“The Strange Persistence
of Religion
in Contemporary Art”

 James Elkins & Jonathan A. Anderson
Interview | 
Image Journal | 2021

For this featured FSA Inspiration, we highlight the interview between James Elkins, E.C. Chadbourne professor of Art History, Theory, and Criticism at the School of the Art Institute of Chicago, and FSA Visionary Jonathan A. Anderson, Postdoctoral Associate of Theology and the Visual Arts at Duke University. Returning to the conversation set forth in Elkins’ seminal text On the Strange Place of Religion in Contemporary Art (2004) wherein which he concludes “it is impossible to talk sensibly about religion and at the same time address art in an informed and intelligent manner: but it is also irresponsible not to keep trying,” this interview considers the evolving relationship between contemporary art and religion over the last two decades. 

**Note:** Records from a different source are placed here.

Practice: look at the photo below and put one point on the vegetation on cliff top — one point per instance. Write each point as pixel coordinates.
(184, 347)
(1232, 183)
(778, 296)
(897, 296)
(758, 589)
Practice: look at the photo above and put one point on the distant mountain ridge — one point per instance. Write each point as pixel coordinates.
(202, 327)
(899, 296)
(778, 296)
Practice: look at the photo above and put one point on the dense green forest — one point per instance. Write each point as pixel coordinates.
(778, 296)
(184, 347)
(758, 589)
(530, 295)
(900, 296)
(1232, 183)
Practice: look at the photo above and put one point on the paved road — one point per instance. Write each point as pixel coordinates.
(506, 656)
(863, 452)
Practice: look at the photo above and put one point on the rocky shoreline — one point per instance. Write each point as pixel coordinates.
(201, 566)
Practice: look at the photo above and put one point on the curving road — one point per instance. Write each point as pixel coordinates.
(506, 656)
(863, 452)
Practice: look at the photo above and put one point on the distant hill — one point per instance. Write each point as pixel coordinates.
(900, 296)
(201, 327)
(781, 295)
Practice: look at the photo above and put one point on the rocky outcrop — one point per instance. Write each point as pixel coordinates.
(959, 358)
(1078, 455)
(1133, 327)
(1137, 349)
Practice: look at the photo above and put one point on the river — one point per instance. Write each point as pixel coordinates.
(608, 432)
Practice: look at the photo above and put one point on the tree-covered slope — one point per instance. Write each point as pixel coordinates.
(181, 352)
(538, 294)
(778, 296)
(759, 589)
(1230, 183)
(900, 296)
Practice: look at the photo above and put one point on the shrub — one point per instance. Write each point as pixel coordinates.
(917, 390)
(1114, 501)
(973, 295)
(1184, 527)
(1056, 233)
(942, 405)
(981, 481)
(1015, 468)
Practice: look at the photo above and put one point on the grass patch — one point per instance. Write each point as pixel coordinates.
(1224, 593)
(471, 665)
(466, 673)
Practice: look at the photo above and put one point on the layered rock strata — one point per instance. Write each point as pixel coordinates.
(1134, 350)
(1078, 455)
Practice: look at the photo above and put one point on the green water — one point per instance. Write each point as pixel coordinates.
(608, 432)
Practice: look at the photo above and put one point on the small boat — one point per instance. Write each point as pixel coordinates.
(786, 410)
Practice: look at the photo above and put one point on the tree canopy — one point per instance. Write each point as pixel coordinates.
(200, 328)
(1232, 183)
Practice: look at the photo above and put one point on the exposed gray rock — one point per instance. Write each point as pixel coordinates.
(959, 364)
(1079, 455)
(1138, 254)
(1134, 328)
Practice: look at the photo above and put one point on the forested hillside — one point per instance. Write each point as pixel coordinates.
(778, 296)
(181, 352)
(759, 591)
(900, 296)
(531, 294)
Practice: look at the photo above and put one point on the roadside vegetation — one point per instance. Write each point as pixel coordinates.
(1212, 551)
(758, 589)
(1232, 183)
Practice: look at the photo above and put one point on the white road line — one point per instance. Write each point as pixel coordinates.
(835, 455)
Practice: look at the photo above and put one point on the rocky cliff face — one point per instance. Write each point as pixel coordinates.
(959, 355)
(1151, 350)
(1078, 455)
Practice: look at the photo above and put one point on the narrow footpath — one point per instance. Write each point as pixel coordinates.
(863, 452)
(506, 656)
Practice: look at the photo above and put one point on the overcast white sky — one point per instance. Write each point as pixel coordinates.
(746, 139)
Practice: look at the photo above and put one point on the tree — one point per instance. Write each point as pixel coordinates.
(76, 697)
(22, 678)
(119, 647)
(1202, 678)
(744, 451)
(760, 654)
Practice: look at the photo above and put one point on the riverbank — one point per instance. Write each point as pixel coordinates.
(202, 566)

Anderson opens the interview by asking Elkins what prompted his early questions that Strange Place diagnosis. Elkins responds that his observation between the gap of religion and contemporary art arose out of his interactions with art students and their questions, while also discovering the absence of scholarship in art historical analysis. Elkins explains that this occurred amidst “the waning of first-generational conceptual and performance art and the expansion of the art market in two decades leading to that moment had provided a space for experimentation with cultural practices that did not fit the secualist, academic narratives that had been constructed from the 1960s to The Anti-Aesthetic (1983).”